FIG. 8 is a simplified schematic representation of an embodiment of an engine system comprising a dual-leg exhaust conduit configuration and a combined fuel manifold for the selective introduction of a product stream from a syngas generator (SGG) and a supplemental fuel stream into an engine exhaust stream, upstream of a pair of exhaust after-treatment sub-systems.

FIG. 9 is a simplified schematic representation of an embodiment of an engine system comprising a multi-leg exhaust conduit configuration, two syngas generators (SGGs) and combined fuel manifolds for the selective introduction of a product stream from a syngas generator and a supplemental fuel stream into an engine exhaust stream, upstream of two pairs of exhaust after-treatment sub-systems.

DETAILED DESCRIPTION OF PREFERRED EMBODIMENTS

A fuel processor or a syngas generator (SGG) can convert a hydrocarbon reactant to a product stream containing hydrogen (H₂) and carbon monoxide (CO), also known as syngas. The equivalence ratio (ER) of the fuel and oxidant reactants introduced into the SGG can be adjusted to change the composition of the product stream produced, for example, so that the SGG produces a syngas stream or a flue gas stream. The term “equivalence ratio” herein refers to the ratio between the actual amount of oxygen supplied and the theoretical stoichiometric amount of oxygen that would be required for complete conversion of the fuel. An ER of greater than 1 represents a fuel lean mode (excess oxygen) that typically generates a flue gas stream, while an ER of less than 1 represents a fuel rich mode (excess fuel) that typically generates a syngas stream. The term “product stream” as used herein includes a flue gas stream or a syngas stream produced by a SGG.

As described above, a product stream of a SGG can be employed to actively regenerate an exhaust after-treatment device in an engine exhaust after-treatment system. During a regeneration process, a syngas stream can be employed to heat and/or create a reducing condition in the exhaust after-treatment device, while a flue gas stream can be employed for heating purposes.

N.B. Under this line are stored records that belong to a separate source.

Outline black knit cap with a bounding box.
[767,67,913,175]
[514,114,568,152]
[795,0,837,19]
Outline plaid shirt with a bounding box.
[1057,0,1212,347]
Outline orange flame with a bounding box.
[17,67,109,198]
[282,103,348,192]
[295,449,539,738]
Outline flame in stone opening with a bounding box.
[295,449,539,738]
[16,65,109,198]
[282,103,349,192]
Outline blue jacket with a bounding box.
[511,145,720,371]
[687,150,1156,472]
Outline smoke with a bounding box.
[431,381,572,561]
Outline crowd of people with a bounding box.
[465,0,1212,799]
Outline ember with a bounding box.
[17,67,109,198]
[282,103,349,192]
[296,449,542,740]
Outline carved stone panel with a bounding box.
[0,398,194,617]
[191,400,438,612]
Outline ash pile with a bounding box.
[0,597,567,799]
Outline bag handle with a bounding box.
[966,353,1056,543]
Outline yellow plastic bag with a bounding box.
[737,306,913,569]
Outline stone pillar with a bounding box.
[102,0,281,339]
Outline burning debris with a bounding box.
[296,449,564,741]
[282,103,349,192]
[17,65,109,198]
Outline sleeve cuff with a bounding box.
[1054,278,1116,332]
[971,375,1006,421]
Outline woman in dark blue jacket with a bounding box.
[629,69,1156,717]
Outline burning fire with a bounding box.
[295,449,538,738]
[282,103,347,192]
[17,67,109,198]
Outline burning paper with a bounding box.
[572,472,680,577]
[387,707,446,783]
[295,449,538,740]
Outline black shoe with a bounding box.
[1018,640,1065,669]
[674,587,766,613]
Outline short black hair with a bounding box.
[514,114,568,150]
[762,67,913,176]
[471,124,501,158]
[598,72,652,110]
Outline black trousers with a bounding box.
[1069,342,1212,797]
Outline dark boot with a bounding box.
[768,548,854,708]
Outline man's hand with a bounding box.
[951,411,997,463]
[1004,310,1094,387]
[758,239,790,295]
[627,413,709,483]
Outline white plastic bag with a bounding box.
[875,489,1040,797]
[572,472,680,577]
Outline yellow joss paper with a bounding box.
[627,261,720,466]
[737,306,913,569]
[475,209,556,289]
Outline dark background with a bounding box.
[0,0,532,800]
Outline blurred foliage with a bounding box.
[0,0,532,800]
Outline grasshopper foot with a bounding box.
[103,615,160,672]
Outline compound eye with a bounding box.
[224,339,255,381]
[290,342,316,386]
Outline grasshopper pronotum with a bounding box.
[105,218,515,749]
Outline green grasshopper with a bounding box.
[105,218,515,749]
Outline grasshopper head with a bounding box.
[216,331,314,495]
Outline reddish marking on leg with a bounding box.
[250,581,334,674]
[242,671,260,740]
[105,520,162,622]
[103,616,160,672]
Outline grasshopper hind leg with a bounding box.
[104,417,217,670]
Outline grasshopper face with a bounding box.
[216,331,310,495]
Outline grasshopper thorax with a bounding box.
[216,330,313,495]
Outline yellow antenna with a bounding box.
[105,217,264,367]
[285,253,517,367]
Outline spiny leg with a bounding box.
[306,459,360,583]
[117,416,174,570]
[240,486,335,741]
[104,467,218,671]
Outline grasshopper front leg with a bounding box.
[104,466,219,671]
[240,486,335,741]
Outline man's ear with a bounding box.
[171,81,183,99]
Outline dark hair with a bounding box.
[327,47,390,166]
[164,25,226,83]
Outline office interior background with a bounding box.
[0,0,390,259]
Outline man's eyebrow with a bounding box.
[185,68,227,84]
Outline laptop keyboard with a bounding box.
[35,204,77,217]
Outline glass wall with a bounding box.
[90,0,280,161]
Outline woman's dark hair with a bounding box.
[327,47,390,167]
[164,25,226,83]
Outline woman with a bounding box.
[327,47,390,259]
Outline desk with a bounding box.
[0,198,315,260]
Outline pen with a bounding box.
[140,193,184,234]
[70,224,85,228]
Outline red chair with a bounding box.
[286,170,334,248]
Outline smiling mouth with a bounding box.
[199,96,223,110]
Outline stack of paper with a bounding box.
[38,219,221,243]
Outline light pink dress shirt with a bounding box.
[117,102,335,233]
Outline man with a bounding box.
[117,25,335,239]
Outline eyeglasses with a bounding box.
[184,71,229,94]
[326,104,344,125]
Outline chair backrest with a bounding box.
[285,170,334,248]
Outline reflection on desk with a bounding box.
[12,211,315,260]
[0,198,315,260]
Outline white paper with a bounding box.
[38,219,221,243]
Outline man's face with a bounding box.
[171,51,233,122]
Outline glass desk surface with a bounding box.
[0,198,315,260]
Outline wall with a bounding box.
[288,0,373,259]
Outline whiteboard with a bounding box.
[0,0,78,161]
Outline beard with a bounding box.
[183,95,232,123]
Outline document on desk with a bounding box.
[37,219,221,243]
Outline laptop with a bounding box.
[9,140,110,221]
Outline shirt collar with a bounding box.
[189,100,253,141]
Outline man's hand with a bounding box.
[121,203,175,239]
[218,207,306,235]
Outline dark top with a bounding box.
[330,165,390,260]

In the present approach, during an initial portion of a regeneration process a syngas stream is directed to one or more exhaust after-treatment devices in an engine system and combusted to heat the exhaust after-treatment device and, during a subsequent portion of the regeneration process, a supplemental fuel stream is added to a product stream from a SGG to form a combined fuel stream, which is then directed to one or more after-treatment devices. Preferably the supplemental fuel is a liquid which is vaporized by the hot product stream from the SGG. Syngas is thereby employed to provide at least a portion of the heating duty, and the supplemental fuel is added to provide additional heating duty in the regeneration process. This can beneficially reduce the demand for syngas, which can, in turn, reduce the size and cost of the SGG used in the system. Furthermore, if the supplemental fuel has a higher energy value than syngas, this approach can increase the operational fuel efficiency of the exhaust after-treatment system.

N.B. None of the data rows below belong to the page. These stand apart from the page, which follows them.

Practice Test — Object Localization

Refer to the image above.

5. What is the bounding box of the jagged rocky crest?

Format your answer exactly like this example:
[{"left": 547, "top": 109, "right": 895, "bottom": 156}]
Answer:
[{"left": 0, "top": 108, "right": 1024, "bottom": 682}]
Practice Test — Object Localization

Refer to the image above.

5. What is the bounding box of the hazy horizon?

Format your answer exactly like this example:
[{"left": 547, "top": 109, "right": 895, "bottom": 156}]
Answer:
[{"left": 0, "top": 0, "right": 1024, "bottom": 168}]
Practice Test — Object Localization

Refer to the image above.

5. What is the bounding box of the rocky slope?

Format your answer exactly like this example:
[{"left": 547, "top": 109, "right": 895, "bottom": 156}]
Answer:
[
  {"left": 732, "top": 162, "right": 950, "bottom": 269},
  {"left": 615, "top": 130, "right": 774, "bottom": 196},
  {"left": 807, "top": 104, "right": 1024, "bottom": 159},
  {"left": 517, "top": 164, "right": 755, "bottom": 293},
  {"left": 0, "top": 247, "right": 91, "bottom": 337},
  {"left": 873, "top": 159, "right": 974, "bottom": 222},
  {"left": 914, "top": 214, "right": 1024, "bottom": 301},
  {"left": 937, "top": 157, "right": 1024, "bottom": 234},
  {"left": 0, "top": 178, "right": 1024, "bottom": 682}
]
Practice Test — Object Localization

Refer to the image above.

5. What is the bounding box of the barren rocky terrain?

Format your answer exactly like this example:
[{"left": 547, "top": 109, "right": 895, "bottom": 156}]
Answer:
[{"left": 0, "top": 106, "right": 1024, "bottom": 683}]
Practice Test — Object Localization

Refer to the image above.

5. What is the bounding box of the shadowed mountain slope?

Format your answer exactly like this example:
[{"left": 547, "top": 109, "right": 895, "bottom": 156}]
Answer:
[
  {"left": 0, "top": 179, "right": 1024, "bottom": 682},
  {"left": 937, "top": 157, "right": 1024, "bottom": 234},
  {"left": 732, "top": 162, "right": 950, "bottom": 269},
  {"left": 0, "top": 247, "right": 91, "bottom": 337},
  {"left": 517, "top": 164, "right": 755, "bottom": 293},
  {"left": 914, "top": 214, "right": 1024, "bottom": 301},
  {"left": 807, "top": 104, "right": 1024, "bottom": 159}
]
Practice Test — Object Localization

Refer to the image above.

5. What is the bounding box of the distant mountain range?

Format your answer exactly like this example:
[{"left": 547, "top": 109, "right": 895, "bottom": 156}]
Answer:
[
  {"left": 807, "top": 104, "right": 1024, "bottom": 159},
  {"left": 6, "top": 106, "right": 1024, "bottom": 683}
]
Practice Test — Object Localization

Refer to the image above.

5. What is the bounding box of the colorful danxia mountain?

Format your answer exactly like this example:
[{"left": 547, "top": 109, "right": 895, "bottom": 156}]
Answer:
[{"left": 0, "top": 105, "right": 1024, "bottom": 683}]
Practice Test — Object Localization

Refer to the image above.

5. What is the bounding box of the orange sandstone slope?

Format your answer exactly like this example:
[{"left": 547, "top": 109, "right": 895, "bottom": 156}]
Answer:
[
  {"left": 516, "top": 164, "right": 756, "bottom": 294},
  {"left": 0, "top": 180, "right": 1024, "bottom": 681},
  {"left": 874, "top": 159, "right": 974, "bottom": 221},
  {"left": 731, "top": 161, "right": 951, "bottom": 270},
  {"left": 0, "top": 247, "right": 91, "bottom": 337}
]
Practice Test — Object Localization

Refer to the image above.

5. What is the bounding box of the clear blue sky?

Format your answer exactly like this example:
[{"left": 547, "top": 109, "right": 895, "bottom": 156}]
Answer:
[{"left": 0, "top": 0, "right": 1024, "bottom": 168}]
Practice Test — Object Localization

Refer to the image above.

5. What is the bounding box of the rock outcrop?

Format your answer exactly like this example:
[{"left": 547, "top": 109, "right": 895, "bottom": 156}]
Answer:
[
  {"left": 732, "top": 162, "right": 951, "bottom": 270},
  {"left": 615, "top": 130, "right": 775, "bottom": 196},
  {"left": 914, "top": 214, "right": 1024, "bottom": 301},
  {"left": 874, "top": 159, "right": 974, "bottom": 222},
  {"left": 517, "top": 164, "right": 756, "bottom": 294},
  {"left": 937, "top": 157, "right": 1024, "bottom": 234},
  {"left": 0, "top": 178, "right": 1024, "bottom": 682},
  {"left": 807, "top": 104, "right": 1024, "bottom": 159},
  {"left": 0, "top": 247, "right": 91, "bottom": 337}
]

The supplemental fuel can be conveniently be chosen to be the same fuel as the reactant fuel for the SGG and/or the fuel used for the engine in the system. For example, as described in the embodiments below, diesel can be used as a fuel in the engine, can be converted in the SGG to form a product stream, and can be used as the supplemental fuel. The liquid diesel is mixed with and vaporized by the hot temperatures of the SGG product stream, for example, typically ranging from about 500° C. to 1400° C.

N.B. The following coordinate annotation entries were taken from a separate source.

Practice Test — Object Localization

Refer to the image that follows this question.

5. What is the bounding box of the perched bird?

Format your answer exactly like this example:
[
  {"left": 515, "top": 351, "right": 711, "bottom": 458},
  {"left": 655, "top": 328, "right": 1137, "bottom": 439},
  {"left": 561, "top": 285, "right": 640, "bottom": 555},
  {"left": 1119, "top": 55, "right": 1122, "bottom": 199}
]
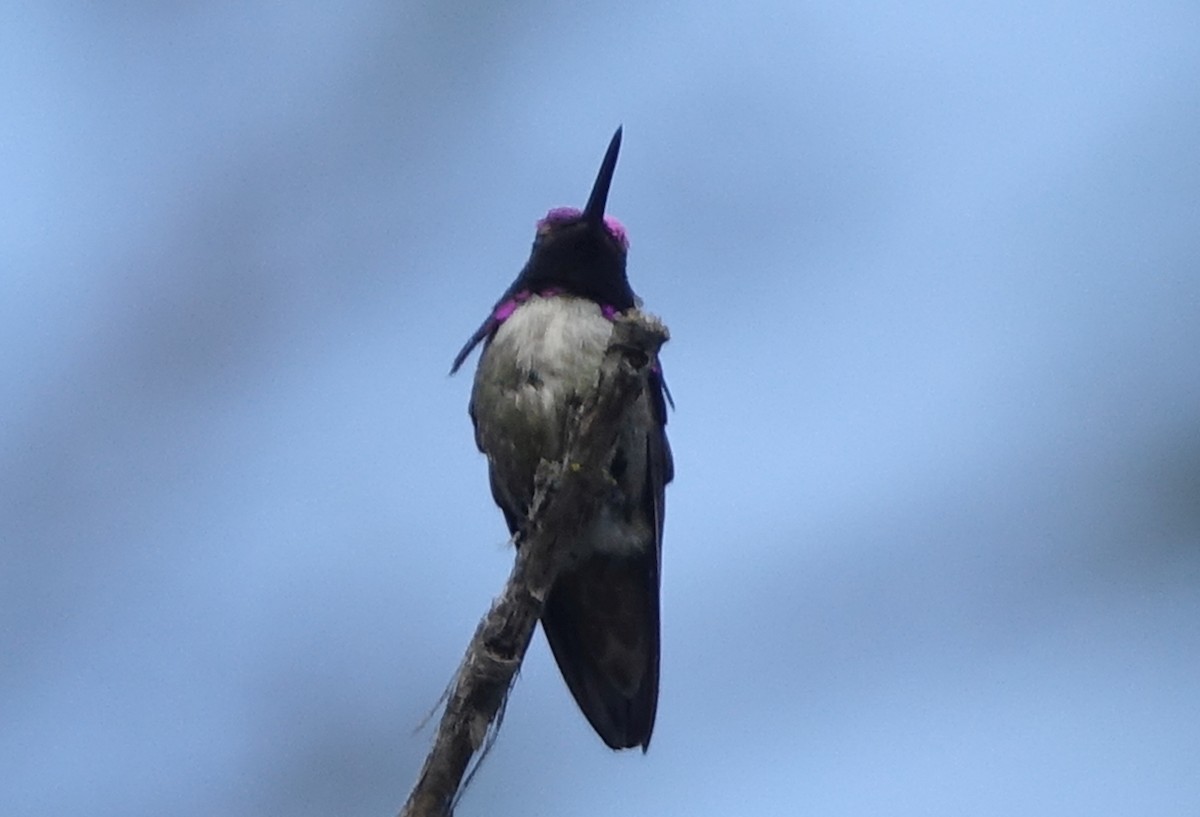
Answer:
[{"left": 450, "top": 128, "right": 673, "bottom": 751}]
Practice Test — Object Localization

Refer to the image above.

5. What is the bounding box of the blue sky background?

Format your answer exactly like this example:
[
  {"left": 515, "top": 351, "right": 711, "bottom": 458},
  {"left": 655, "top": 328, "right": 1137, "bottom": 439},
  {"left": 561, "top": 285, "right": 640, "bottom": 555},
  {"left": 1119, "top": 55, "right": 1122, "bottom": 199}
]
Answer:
[{"left": 0, "top": 0, "right": 1200, "bottom": 817}]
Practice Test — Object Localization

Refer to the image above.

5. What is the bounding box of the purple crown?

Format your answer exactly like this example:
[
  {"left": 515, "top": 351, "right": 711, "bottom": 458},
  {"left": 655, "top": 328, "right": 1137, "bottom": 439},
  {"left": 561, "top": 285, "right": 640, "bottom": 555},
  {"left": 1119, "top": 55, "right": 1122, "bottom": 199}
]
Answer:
[{"left": 538, "top": 208, "right": 629, "bottom": 250}]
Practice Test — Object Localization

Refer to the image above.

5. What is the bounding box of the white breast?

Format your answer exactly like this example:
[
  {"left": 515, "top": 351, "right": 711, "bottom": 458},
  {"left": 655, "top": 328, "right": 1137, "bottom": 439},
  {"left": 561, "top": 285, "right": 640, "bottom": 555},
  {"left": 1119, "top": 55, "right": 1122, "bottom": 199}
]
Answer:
[{"left": 492, "top": 295, "right": 612, "bottom": 394}]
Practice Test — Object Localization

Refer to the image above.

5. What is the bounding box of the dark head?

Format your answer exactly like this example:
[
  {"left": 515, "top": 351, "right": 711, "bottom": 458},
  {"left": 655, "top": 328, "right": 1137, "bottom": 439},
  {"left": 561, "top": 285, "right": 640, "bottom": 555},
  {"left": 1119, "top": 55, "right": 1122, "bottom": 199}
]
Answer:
[
  {"left": 450, "top": 127, "right": 637, "bottom": 374},
  {"left": 514, "top": 127, "right": 635, "bottom": 312}
]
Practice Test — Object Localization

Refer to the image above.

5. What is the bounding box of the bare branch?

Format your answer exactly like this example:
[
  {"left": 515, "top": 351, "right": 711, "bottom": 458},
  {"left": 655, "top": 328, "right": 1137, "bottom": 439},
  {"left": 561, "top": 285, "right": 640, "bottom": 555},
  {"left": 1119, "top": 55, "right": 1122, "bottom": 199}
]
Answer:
[{"left": 401, "top": 310, "right": 667, "bottom": 817}]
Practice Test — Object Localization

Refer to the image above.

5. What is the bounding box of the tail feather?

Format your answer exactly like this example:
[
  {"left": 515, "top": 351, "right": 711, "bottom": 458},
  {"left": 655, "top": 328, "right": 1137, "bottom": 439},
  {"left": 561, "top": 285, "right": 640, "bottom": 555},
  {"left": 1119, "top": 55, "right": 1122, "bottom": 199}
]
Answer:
[{"left": 541, "top": 549, "right": 659, "bottom": 751}]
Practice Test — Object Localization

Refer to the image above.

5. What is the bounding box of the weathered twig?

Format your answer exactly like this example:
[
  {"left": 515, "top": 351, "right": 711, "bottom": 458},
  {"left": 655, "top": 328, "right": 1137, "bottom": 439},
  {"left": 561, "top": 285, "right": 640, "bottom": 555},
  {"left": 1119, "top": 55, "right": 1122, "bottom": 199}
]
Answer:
[{"left": 401, "top": 310, "right": 667, "bottom": 817}]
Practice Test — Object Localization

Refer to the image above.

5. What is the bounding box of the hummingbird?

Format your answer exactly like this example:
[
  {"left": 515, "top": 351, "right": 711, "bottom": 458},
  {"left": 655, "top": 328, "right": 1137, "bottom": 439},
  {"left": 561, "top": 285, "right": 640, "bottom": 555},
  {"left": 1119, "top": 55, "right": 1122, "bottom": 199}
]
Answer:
[{"left": 450, "top": 127, "right": 674, "bottom": 752}]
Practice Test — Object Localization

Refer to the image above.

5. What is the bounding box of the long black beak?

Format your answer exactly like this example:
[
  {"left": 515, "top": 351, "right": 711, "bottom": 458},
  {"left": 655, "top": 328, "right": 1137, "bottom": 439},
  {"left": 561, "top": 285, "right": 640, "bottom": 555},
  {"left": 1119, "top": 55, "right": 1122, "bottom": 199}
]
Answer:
[{"left": 583, "top": 127, "right": 620, "bottom": 227}]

FIGS. 1, 2, 4, 8 and 9 are simplified schematic representations of embodiments of engine systems that comprise a fuel tank 111, a fuel conduit 112, a fuel conduit 113, an engine 114, an exhaust conduit 115, a fuel conduit 116, and an SGG 117. Fuel tank 111 supplies diesel to engine 114 via fuel conduits 112 and 113, and to SGG 117 via fuel conduits 112 and 116. Control devices such as valves, sensors and communications lines (all not shown in FIGS. 1, 2, 4, 8 and 9) can be installed along fuel conduits 112 and/or 116 to control the diesel supply to engine 114 and SGG 117. Engine 111 is a lean burn engine (for example, a diesel engine), and is also supplied with an air stream supplied via an air supply system (not shown in FIGS. 1, 2, 4, 8 and 9). Engine 111 produces an engine exhaust stream containing various regulated emissions including, for example, NOx and/or particulate matter. The temperature of an engine exhaust stream from a diesel engine is typically in the range of about 170° C. to 450° C. The engine exhaust stream from engine 111 is directed and conveyed through exhaust conduit 115 into an exhaust after-treatment system.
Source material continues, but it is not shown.